A Bright Room Called Day is a play by American playwright Tony Kushner, author of the better-known Angels in America.
The play is set in Germany in 1932 and 1933, and concerns a group of friends caught up in the events of the fall of the Weimar Republic and the rise to power of Adolf Hitler and the Nazi party. The plot is centered around a woman named Agnes Eggling, a middle aged actress, and all of the action takes place in her apartment. The action is occasionally interrupted by scenes featuring Zillah, a young woman in 1990 who has moved from Long Island to Berlin. Zillah has fled to Germany out of frustration and anger at the growing power of the Republican party in America during the 1980s.
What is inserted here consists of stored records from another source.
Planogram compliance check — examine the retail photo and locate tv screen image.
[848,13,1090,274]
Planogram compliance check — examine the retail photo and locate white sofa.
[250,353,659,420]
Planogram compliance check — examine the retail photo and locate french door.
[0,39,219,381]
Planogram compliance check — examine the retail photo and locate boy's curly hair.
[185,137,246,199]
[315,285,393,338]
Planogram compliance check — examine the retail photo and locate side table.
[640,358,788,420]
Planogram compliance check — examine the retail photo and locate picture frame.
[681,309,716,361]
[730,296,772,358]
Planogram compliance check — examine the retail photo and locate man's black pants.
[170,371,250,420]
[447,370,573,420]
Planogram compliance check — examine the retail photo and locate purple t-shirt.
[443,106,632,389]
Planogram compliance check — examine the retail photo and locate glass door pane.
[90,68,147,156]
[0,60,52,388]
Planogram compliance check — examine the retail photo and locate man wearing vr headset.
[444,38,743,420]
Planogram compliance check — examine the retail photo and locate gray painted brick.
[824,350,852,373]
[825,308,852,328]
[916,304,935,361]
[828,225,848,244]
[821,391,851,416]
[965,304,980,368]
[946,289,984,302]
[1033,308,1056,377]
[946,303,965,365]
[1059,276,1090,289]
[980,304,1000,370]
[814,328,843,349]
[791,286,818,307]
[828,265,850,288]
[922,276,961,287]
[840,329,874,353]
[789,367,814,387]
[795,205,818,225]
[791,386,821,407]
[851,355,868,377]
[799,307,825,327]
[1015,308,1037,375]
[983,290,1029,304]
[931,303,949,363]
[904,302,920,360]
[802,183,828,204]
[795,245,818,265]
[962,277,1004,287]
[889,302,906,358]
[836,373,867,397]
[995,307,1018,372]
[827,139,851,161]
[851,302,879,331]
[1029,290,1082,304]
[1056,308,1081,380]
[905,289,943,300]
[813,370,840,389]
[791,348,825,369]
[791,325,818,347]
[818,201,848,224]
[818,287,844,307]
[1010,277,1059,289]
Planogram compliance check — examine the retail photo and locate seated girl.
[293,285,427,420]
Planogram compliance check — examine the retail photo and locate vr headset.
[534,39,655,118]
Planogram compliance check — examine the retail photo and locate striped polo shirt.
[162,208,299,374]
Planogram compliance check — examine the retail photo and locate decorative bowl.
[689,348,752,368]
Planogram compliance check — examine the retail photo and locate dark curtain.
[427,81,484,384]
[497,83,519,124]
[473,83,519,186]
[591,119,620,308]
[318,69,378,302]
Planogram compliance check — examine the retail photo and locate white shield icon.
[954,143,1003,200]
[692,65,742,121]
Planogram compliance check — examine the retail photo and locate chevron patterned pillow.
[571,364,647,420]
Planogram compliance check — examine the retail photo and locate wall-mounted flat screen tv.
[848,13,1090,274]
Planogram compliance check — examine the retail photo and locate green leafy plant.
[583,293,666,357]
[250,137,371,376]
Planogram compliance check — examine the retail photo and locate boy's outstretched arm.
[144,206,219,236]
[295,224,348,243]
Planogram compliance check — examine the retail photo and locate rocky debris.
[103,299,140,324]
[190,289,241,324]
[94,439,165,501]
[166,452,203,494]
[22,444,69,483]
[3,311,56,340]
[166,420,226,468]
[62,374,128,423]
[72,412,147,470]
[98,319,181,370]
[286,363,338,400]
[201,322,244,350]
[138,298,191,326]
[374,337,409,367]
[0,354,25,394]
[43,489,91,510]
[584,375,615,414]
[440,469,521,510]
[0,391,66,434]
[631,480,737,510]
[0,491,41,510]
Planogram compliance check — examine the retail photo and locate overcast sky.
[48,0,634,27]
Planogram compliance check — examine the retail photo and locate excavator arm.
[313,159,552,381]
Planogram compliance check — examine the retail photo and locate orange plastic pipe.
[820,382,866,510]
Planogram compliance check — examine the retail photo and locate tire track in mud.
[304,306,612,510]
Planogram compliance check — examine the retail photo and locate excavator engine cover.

A Bright Room Called Day was first presented in a workshop production by Heat & Light Co., Inc., at Theatre 22 in New York City in April 1985, directed by Kushner himself.
The play premiered at the Eureka Theatre in San Francisco, California in October 1987, directed by Oskar Eustis.
In January 1991, it was produced at the Joseph Papp Public Theater by the New York Shakespeare Festival, where it was directed by Michael Greif.
The segments of the play set in the 1930s remained substantially the same throughout the various productions, but Zillah's interruptions changed drastically from version to version. Her scenes were the primary point of contention for critics of the show, some of whom took offense at her comparisons of Ronald Reagan to Adolf Hitler.